Rappel succinct de l’enseignement des fractions à l’école élémentaire en France, d’hier à aujourd’hui
Nous avons, en premier lieu, décidé de nous consacrer aux programmes et à leurs évolutions. En effet, il nous est paru primordial de comprendre comment ont été enseignées les fractions au fil des années afin de voir quels étaient les enjeux de ces enseignements et ainsi les mettre en lien avec les objectifs des manuels. Pour cela, nous avons lu et analysé les programmes de 1882 à nos jours, en ne prenant en compte que les mathématiques au cycle 3 et plus précisément les parties portant sur les fractions dispensées en CM1 et CM2.

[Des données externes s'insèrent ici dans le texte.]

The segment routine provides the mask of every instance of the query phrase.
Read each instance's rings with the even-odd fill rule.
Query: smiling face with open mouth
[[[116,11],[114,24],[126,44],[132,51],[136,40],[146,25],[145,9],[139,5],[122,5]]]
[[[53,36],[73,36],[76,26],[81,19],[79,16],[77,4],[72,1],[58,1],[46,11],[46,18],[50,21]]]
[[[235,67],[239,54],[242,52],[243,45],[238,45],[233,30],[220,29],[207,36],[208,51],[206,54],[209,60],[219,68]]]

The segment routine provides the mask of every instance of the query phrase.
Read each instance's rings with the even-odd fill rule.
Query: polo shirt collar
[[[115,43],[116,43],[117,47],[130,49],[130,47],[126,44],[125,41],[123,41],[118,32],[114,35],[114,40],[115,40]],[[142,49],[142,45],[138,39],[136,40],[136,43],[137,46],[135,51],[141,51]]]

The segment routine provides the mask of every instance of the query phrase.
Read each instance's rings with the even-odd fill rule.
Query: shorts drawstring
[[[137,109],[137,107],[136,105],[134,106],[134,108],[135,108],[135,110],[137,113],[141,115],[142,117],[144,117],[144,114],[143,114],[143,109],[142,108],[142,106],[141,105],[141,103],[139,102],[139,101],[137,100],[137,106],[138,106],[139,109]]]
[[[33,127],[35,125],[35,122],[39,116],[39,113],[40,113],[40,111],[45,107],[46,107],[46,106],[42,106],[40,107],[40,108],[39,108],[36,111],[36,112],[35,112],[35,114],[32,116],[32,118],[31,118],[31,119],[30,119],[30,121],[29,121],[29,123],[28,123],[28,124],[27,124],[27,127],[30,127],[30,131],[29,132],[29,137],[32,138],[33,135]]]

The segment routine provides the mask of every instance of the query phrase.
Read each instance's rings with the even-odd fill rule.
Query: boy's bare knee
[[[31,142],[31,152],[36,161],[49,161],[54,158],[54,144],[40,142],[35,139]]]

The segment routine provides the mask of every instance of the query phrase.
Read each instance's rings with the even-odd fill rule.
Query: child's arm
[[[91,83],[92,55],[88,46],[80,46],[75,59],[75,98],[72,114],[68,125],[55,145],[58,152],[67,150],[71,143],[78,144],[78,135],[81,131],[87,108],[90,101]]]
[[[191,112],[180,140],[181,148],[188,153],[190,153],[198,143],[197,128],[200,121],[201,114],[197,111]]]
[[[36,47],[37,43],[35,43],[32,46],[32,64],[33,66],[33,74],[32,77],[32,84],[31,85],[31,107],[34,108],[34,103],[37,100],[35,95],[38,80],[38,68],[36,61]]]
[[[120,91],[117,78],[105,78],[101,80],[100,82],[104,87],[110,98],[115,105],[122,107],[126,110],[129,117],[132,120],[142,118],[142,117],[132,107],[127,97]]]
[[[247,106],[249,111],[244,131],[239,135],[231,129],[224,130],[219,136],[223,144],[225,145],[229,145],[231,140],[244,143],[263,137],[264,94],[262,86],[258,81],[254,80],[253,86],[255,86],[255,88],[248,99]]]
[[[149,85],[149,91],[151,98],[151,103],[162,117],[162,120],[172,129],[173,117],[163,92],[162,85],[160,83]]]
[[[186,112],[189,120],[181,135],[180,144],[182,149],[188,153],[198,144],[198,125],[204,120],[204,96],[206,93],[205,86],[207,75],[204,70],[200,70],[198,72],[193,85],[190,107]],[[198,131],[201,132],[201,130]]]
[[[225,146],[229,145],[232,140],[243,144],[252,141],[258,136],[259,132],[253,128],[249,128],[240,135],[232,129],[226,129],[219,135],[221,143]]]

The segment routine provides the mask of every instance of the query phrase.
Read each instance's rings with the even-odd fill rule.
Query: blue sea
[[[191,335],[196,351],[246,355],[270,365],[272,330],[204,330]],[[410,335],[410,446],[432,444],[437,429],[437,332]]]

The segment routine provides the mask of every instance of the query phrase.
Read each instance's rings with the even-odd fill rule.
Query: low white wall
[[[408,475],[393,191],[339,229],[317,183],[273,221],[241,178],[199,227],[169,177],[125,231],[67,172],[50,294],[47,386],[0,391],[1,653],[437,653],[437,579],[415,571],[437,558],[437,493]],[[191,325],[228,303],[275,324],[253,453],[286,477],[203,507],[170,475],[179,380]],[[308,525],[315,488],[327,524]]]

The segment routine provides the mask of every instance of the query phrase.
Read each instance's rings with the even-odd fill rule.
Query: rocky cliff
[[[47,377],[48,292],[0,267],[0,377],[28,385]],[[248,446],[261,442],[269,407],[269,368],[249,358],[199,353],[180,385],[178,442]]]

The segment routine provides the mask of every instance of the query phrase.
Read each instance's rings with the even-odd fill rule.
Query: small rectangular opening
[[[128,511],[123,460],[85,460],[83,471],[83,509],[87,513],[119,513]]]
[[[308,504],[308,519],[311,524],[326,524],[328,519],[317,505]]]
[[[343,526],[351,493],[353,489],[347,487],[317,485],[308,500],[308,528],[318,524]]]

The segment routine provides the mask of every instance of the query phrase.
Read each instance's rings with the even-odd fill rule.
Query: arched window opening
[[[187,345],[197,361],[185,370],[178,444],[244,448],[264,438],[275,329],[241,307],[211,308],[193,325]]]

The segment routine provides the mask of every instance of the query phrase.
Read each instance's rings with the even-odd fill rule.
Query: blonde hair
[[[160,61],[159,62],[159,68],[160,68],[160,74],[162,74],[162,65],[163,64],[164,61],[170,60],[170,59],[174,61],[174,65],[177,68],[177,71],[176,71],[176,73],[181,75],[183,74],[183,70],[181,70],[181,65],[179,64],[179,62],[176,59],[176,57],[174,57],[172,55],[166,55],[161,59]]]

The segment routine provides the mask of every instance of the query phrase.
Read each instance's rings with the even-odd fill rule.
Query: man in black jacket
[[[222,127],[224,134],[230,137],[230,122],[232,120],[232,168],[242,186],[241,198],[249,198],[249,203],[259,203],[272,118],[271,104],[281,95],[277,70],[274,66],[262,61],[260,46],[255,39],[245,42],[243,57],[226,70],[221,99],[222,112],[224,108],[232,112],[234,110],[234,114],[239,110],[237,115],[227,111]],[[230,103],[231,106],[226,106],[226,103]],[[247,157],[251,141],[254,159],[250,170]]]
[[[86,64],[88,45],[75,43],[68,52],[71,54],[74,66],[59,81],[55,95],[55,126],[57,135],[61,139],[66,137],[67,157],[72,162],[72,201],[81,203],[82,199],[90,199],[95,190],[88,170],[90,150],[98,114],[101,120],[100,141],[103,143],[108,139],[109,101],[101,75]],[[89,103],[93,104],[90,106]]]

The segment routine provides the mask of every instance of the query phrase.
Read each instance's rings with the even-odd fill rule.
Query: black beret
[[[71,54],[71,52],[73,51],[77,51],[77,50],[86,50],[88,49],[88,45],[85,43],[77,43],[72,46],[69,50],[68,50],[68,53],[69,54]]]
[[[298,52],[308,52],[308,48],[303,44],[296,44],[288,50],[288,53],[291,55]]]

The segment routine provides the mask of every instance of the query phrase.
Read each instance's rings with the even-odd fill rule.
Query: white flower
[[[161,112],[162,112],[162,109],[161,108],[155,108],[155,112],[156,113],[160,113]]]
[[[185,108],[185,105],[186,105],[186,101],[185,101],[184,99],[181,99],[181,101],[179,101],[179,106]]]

Les programmes de 1882 jusqu’à 1945
En ce qui concerne les programmes de 1882, nous trouvons les notions de fractions simples, fractions décimales mais il n’est pas précisé que les fractions doivent être vues en lien avec le système métrique. 112 Les arrêtés des 18 janvier 1887, 8 août 1890, 4 janvier 1894, 17 et 20 septembre 1898 et 7 juillet 1909, stipulaient une étude des dix premiers nombres et des expressions demi, moitié, tiers, quart en section enfantine et consacraient deux chapitre à l’apprentissage des fractions en cours moyen, l’un, sur « l’idée général des fractions », le deuxième sur les « fractions décimales ». L’approche de la notion de fraction s’appuie essentiellement sur la conception véhiculée par le langage courant. La définition de la fraction repose sur le concept de quantité fractionnaire. Ce ne sont pas seulement des nombres ou des opérations sur les nombres dont il s’agit, mais avant tout, des partages de grandeurs correspondant à l’usage courant. Ainsi l’utilisation des nombres fractionnaires est une particularité de l’enseignement des fractions du début du 20ème siècle et celui-ci correspond à l’usage des fractions dans la vie courante. (Christiaens, 1995). Les instructions du 20 juin 1923 soulignaient qu’il est plus aisé d’effectuer des opérations avec des nombres décimaux qu’avec des nombres fractionnaires. La base 10 étant prioritaire dans l’apprentissage de la numération, la fraction, comme nombre exprimant la mesure d’une quantité, est déclassée au profit des nombres décimaux. L’étude des fractions dites ordinaires est cependant maintenue, ainsi que les exercices de réduction au même dénominateur, d’addition et de soustraction.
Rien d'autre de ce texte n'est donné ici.